Sunday, 15 February 2009


Are we rapidly becoming a society devoid of the concept of personal and corporate responsibility? I cite some recent examples.

Listening to the radio a few days ago I heard a financial expert explain how the bankers weren’t to blame for their profligate casino style practices; it was the fault of the regulatory authorities who should have stopped them. Well yes, our financial regulatory authorities have been exposed as inadequate, though we should remember who screams every time even the mildest regulatory reforms are proposed. But the regulators didn’t actually indulge in the activities which have nearly bankrupted the nation, the bankers did. The argument seems to be that it’s not our fault if we behave irresponsibly or illegally but the fault of others for not stopping us.
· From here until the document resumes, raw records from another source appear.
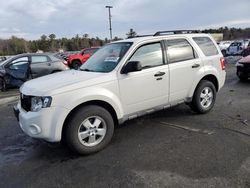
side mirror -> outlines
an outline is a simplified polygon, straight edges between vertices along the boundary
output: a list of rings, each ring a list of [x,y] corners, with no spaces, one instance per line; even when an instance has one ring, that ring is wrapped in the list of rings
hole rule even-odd
[[[121,70],[122,74],[127,74],[129,72],[141,71],[142,66],[140,61],[129,61]]]

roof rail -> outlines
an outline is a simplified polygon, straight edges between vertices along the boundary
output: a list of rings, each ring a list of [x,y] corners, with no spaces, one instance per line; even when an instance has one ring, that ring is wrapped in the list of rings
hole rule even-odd
[[[137,37],[152,37],[154,35],[136,35],[136,36],[129,36],[128,39],[132,39],[132,38],[137,38]]]
[[[198,30],[173,30],[173,31],[157,31],[153,36],[173,35],[173,34],[190,34],[200,33]]]

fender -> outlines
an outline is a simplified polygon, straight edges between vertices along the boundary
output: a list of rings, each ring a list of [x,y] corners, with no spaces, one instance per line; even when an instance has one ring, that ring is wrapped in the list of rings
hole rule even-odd
[[[205,76],[208,76],[208,75],[215,76],[217,83],[218,83],[218,88],[220,88],[218,70],[214,66],[211,66],[211,65],[206,66],[203,70],[204,70],[204,72],[202,72],[202,74],[197,74],[197,79],[194,81],[194,84],[192,85],[192,87],[190,88],[190,90],[188,92],[187,102],[189,102],[190,99],[192,100],[192,97],[194,95],[194,92],[195,92],[197,85]]]

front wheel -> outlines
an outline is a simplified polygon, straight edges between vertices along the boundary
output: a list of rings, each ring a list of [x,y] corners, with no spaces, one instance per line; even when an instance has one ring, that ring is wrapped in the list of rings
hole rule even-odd
[[[0,90],[1,91],[6,91],[6,82],[4,78],[0,77]]]
[[[114,121],[111,114],[96,105],[79,109],[66,125],[66,142],[79,154],[102,150],[111,141]]]
[[[213,108],[215,99],[216,89],[214,84],[210,81],[202,80],[194,92],[190,107],[199,114],[205,114]]]

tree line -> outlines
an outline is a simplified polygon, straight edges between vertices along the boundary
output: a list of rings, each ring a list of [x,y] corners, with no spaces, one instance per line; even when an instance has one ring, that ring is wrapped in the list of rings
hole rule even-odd
[[[218,29],[205,29],[201,32],[223,33],[223,40],[250,38],[250,28],[241,29],[221,27]],[[130,29],[126,35],[127,37],[134,37],[137,33],[133,29]],[[121,40],[121,38],[115,37],[113,40]],[[38,40],[25,40],[23,38],[12,36],[10,39],[0,39],[0,56],[37,52],[38,50],[44,52],[56,52],[59,49],[64,51],[78,51],[82,48],[103,46],[109,42],[110,41],[107,38],[104,40],[98,37],[90,38],[88,34],[84,34],[83,36],[76,35],[72,38],[58,39],[55,34],[50,34],[48,36],[42,35]]]

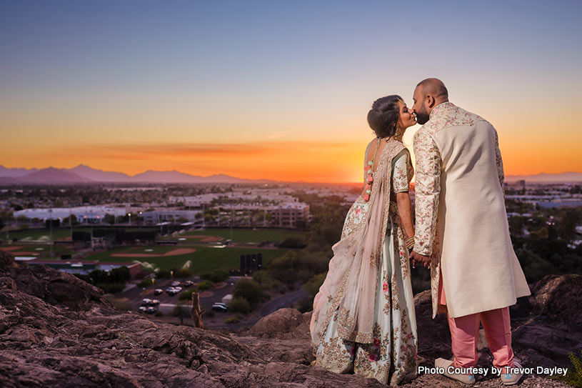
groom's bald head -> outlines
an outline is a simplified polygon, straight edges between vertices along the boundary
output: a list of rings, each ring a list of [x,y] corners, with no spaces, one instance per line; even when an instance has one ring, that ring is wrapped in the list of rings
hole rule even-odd
[[[418,82],[412,98],[414,100],[412,110],[416,114],[416,121],[423,124],[428,121],[433,108],[448,101],[448,91],[440,79],[427,78]]]
[[[446,102],[448,101],[448,91],[442,81],[438,78],[427,78],[423,79],[418,84],[416,85],[417,89],[420,89],[421,93],[423,96],[427,94],[431,94],[435,100],[440,101],[441,102]]]

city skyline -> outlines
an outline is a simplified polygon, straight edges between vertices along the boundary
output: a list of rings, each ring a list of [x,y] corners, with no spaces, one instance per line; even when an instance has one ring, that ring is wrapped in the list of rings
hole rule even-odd
[[[580,172],[581,9],[4,1],[0,164],[359,181],[371,103],[437,76],[496,128],[506,174]]]

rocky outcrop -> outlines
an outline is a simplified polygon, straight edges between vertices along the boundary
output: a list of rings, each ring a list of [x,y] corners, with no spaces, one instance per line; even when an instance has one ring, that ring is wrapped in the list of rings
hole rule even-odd
[[[525,364],[563,367],[564,354],[579,351],[580,334],[568,325],[580,319],[580,280],[544,278],[531,298],[520,301],[516,311],[528,312],[516,313],[512,323],[516,353]],[[66,273],[16,266],[0,251],[2,387],[382,387],[372,379],[310,366],[311,313],[281,309],[235,335],[154,322],[116,309],[101,294]],[[563,303],[566,298],[572,303]],[[415,303],[423,364],[450,357],[444,316],[431,319],[427,292]],[[488,365],[491,355],[486,347],[482,352],[481,363]],[[521,386],[536,384],[563,386],[539,377]],[[458,386],[423,375],[406,387],[436,385]],[[498,386],[498,381],[484,379],[478,385]]]

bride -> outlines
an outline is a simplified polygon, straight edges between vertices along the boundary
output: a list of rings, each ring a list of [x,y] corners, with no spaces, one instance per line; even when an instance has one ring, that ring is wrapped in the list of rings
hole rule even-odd
[[[368,123],[376,137],[366,149],[365,187],[333,247],[310,331],[314,364],[396,385],[416,377],[418,366],[408,263],[413,170],[402,144],[416,121],[393,95],[374,101]]]

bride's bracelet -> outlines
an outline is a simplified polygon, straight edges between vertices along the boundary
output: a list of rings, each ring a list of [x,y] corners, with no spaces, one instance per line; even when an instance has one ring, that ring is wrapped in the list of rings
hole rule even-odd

At a personal level the same argument is applied. ‘It’s not my fault that I have racked up huge amounts of debt maxing out my credit cards and taking out a massive mortgage which I never had any hope of paying off. It’s the fault of those willing to lend me money.’ This is the cry being uttered every day on radio phone in programmes and vox pop news items. Of course the bankers shouldn’t have been lending this credit (and are now reaping the whirlwind) but they didn’t force people to take the money at gun point did they? Presumably people applied for the credit, decided to take out the mortgage, had some grasp of the fundamentals of mathematics that tells them how much they earn and how much they owe?

A further example is the argument surrounding the banning from this country of Geert Wilders the controversial Dutch politician and maker of the film Fitna. Wilders strikes me as an extremely unpleasant character, at present facing charges of inciting racial hatred in his country, and the film is a nasty piece of work (yes I have seen it). But what I find extraordinary is the claim, made by politicians in this country, that Wilders should be banned in case by his presence he incites people to acts of lawbreaking. The claim seems to be that Wilders’ film is offensive to Muslims and therefore there is a risk that they will behave badly, so they need to be protected from their own uncontrollable emotions. Are these people really saying that Muslims are incapable of controlling their responses to offence? I have rarely heard such condescending rubbish. Do people not realise how patronising this is?

Why was the same argument not applied to the BBC showing of Jerry Springer The Opera? Many Christians found it offensive but I didn’t hear any politician say it shouldn’t be shown in case Christians took to the streets. This is presumably because, though some Christians might exercise their right to free speech by complaining, the authorities didn’t expect Christians to start rioting. Why the presumed difference in response, unless there is an underlying assumption that the Muslim community is incapable of controlling its response, which strikes me as being a racist generalisation. If the authorities really believe that Muslim relations with the rest of society and the rule of law are so dangerous that the risk of offence couldn’t be countenanced, then the central thesis of Wilders’ film is shown to be true.

Suppose it were true that members of the Muslim community were likely to react illegally in response to offence given by Wilders’ presence, then the authorities have been blackmailed into banning him. People have a responsibility not to break the law, even if they are upset by the presence or actions of others, and that needs to be stated clearly by those charged with upholding the law. We’ve been here before with Salman Rushdie and The Satanic Verses. There is an excellent comment piece by Catherine Bennett in the Observer which recounts the shameful response by politicians at the time to the fatwa issued against Rushdie by the Ayatolla Khomeini in 1989.

I recognise that there are situations where freedom of speech and movement may be curtailed for the common good. Part of my childhood was spent growing up in Belfast and I remember the Marching Season all too clearly. I can understand why at times it has been felt that, in order to avoid stirring up sectarian tensions within communities, it has been considered sensible to restrict the marching routes. It has always seemed a shame to me that this was necessary; far better that the marchers voluntarily select routes through their own communities but I guess that would defeat part of the purpose of the exercise. In 2006 the Racial and Religious Hatred Act was passed. This law recognises a restriction on freedom of speech and it will be interesting to see how this Act is enforced over time. However, freedom of speech is not the focus of this post and further consideration of that issue will have to wait for another time.

My contention in this post is that we each have a responsibility for the consequences of what we say and do and we also have a responsibility for how we respond to the words and actions of others.